Or, dans l’Antiquité tardive et tout au long du Moyen Âge, la perspective est très différente : tous croient dans la capacité de l’intelligence humaine à connaître la vérité ; or l’accueil pour une conscience libre de la Vérité qui est Dieu conduit au salut éternel ; tout doit donc être fait pour que le plus grand nombre adhère à cette vérité salutaire6.

En outre, l’Église est l’arche du salut, le sacrement de la connaissance de la vérité. Si l’adage ecclésial, qui vient de saint Cyprien, selon lequel « Hors de l’Église point de salut », a reçu et reçoit encore aujourd’hui des interprétations diverses7, plus ou moins souples et équilibrées, il n’empêche qu’il dessine un dehors et un dedans, un monde de la perdition et un royaume du salut8. L’histoire de Rome puis de la chrétienté est celle d’un monde qui se construit, au moins partiellement, contre l’Autre, que cet Autre soit les Barbares, pour les Romains païens, ou, pour les Anciens devenus chrétiens, les païens, les hérétiques, les juifs et plus tard, pour la chrétienté, les musulmans. Ordonner et exclure, telle a été la ligne de la structuration médiévale de la chrétienté9 : l’Europe chrétienne se construit et se comprend face à un Autre qui prend les visages du paganisme, de l’hérésie, du judaïsme, du schisme, et de l’Islam. Si, comme l’a montré M. Lauwers10, forgeant le concept d’inecclesiamento, Église et société se compénètrent mutuellement au Moyen Âge, l’Autre qui, selon l’Évangile, devrait être un frère, quelles que soient ses convictions, devient un Ennemi et un suppôt du diable, qu’il faut combattre et, si possible, éliminer. En d’autres termes, tout au long du Moyen Âge, le christianisme s’est territorialisé : de foi essentiellement spirituelle dans l’Antiquité, il est devenu une religion structurante pour la société, une Église-monde territorialisée pour laquelle ce qui est au-dehors c’est le mal.

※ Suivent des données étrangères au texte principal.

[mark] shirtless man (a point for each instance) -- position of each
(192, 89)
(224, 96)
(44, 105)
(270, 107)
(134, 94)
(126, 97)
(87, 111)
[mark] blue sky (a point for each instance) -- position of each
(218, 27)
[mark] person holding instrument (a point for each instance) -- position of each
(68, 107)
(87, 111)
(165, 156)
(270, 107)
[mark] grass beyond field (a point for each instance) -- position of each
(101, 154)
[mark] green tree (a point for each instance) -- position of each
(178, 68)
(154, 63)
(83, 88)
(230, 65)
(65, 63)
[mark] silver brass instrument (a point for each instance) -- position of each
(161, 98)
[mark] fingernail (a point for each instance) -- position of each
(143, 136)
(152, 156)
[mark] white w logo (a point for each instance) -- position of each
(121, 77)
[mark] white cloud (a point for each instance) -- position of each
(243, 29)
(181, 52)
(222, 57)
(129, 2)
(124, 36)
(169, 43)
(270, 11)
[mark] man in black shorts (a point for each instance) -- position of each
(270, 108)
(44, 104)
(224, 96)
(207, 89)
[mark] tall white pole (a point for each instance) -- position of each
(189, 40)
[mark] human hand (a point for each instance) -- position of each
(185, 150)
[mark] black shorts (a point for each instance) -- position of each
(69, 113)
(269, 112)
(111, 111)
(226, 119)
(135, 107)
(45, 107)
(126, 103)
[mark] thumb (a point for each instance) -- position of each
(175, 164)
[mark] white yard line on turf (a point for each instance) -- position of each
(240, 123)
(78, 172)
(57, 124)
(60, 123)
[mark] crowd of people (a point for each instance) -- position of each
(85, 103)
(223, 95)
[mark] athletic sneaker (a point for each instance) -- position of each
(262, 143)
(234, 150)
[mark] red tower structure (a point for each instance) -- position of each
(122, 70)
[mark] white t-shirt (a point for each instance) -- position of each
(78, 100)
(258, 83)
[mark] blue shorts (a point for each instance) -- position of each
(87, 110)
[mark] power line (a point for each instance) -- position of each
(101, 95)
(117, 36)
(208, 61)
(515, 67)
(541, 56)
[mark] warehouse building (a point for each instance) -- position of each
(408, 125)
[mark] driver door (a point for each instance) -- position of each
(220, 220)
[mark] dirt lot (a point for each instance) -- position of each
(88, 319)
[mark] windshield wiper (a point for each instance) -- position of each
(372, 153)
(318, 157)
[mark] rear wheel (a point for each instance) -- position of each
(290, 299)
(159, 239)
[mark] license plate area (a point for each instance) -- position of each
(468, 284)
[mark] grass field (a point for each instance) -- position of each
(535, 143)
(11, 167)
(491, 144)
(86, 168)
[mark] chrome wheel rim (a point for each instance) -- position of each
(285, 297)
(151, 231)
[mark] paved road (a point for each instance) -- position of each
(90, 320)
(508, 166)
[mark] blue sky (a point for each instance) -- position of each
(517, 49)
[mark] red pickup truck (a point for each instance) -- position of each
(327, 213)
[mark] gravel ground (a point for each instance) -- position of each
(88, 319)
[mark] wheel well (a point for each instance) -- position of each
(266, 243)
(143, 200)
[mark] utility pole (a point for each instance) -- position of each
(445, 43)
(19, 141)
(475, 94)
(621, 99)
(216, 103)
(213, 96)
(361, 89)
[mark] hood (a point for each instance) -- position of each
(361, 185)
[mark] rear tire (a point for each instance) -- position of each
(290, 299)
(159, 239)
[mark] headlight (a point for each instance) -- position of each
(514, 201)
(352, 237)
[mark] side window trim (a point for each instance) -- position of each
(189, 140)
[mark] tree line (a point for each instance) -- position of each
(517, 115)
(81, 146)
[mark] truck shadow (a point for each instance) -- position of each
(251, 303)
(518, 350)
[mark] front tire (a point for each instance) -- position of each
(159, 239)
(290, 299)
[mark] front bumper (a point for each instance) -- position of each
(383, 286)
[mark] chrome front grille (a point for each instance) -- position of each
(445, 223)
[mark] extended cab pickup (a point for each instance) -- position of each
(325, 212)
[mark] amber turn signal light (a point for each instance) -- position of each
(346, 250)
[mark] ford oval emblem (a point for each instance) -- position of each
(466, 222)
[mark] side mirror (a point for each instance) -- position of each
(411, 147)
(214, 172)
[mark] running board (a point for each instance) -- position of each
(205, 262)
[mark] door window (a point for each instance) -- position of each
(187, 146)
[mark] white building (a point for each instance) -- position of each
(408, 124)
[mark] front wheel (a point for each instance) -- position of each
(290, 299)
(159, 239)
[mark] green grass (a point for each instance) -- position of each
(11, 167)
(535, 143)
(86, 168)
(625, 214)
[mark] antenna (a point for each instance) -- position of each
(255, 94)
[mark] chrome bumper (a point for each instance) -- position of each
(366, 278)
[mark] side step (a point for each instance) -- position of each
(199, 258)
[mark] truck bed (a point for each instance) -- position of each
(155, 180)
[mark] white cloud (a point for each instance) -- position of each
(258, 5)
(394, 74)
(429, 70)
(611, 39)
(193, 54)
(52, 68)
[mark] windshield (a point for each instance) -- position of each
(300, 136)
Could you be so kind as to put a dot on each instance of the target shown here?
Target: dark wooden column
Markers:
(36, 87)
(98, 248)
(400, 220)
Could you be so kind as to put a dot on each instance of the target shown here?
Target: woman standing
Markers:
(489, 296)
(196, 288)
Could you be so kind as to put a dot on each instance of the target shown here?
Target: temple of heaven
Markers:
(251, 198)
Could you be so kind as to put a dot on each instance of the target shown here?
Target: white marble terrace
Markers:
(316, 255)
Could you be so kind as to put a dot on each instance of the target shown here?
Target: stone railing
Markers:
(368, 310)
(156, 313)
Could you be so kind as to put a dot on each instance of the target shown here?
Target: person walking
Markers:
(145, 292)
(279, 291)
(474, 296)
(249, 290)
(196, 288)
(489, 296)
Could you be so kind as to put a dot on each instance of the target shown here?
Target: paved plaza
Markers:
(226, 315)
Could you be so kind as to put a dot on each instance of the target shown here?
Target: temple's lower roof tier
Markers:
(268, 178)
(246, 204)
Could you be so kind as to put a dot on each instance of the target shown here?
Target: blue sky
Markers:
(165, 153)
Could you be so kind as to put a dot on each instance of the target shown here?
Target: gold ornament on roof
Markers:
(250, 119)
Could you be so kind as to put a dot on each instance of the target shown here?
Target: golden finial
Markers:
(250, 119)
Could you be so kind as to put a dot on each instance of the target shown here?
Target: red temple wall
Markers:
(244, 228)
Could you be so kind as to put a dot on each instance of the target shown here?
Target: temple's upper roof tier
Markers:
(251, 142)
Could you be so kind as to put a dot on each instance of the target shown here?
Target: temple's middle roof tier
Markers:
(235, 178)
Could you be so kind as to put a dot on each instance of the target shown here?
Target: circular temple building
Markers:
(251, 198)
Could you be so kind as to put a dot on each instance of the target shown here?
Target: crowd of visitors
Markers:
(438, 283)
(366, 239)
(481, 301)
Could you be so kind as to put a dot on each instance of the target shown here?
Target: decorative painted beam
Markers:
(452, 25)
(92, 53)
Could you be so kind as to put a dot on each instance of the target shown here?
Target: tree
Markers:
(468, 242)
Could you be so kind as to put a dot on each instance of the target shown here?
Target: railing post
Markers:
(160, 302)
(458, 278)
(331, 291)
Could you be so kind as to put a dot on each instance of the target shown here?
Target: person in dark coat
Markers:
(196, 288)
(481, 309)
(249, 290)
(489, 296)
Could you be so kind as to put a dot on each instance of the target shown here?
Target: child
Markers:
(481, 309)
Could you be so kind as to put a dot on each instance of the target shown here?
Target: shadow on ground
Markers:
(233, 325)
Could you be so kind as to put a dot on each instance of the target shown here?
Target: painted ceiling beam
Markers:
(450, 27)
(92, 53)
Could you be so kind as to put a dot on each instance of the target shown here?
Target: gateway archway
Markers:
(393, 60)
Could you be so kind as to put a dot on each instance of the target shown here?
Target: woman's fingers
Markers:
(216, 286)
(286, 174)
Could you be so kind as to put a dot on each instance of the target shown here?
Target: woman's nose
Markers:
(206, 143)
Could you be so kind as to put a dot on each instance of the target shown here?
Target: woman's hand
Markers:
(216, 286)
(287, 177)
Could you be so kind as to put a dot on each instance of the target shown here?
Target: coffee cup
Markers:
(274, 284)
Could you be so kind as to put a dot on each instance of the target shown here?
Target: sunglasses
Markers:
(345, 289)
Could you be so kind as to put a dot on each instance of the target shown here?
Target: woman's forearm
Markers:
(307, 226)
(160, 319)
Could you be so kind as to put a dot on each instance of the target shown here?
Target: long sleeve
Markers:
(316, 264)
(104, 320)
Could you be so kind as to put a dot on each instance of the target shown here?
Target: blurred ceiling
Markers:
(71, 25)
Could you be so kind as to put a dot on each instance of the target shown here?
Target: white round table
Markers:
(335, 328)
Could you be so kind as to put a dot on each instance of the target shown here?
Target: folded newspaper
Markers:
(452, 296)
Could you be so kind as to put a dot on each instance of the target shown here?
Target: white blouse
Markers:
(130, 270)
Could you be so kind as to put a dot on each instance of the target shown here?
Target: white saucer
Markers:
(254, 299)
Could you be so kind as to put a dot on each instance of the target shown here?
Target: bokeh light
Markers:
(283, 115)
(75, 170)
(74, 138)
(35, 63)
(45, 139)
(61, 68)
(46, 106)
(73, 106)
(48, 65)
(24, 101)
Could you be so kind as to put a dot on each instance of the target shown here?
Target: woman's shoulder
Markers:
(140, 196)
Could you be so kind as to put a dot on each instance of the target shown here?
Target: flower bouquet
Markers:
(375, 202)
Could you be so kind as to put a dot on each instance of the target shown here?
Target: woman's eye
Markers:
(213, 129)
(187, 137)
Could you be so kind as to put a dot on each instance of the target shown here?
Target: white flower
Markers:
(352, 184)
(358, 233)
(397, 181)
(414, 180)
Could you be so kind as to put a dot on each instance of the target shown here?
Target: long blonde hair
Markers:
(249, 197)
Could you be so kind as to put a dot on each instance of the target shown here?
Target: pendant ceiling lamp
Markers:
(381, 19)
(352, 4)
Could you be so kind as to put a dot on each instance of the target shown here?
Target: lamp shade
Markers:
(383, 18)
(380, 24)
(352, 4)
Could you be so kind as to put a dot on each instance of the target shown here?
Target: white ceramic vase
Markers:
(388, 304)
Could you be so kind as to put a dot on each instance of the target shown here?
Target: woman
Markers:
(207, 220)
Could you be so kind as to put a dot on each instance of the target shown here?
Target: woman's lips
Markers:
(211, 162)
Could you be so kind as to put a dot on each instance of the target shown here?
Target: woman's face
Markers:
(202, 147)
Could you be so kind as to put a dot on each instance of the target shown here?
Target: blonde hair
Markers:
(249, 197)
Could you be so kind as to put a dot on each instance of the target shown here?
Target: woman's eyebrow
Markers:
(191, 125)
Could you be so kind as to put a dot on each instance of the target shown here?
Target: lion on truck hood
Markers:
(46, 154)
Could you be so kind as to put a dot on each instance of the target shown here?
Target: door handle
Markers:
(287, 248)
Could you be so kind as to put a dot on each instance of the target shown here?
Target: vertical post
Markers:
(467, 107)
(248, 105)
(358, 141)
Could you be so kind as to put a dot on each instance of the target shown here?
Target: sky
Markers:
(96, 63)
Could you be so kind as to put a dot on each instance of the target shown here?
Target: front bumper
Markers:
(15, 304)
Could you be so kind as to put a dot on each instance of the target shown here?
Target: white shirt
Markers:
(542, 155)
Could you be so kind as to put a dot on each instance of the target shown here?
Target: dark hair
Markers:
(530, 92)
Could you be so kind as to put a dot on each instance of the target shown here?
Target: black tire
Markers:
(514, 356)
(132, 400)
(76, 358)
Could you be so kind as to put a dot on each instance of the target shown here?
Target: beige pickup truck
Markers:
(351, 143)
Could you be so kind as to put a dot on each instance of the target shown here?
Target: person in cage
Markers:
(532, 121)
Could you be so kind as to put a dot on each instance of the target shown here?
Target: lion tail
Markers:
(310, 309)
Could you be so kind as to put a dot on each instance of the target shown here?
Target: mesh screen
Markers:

L’horizon de l’Église, autrement dit, n’est pas celui de l’État lockien, à savoir la paix civile : c’est le salut éternel, dont l’Église catholique est le héraut et le moyen. Sans doute, à l’égard de ceux qui s’écartent de la vérité, la voie la plus sûre est la charité et la persuasion, selon une doctrine invariable depuis l’ère apostolique : seule une conscience libre peut embrasser la vérité. Cependant, à partir de l’ère constantinienne et notamment de saint Augustin, l’Église a admis l’usage d’une certaine contrainte politique et judiciaire, dans les cas d’opposition obstinée à la vérité. Au reste, Peter Van Nuffelen montre bien, dans Penser la tolérance durant l'Antiquité tardive, que de telles conceptions (foi en la vérité / usage licite d’une certaine violence dans certaines circonstances) étaient un trait commun de la culture antique, non spécifique de l’Église catholique.

Quoi qu’il en soit ainsi des différences entre l’Antiquité tardive et le Moyen Âge, et malgré une affirmation forte, dans la théologie morale médiévale, des droits transcendants de la conscience libre (chez Abélard, Pierre Lombard ou Thomas d’Aquin, en particulier)11, il reste que l’horizon philosophique et théologique est celui d’une foi première en la vérité. Dans cette mesure, il apparaît que la voie de « tolérance » du Cusain, s’il faut garder ce terme, est assurément tout autre que celle qui émergera au sortir des guerres de religion, dans les Temps dits modernes, dans la mesure où la tolérance lockienne suppose, a contrario, une suspension de la question de la vérité. C’est cette voie du Cusain qu’il nous faut maintenant explorer.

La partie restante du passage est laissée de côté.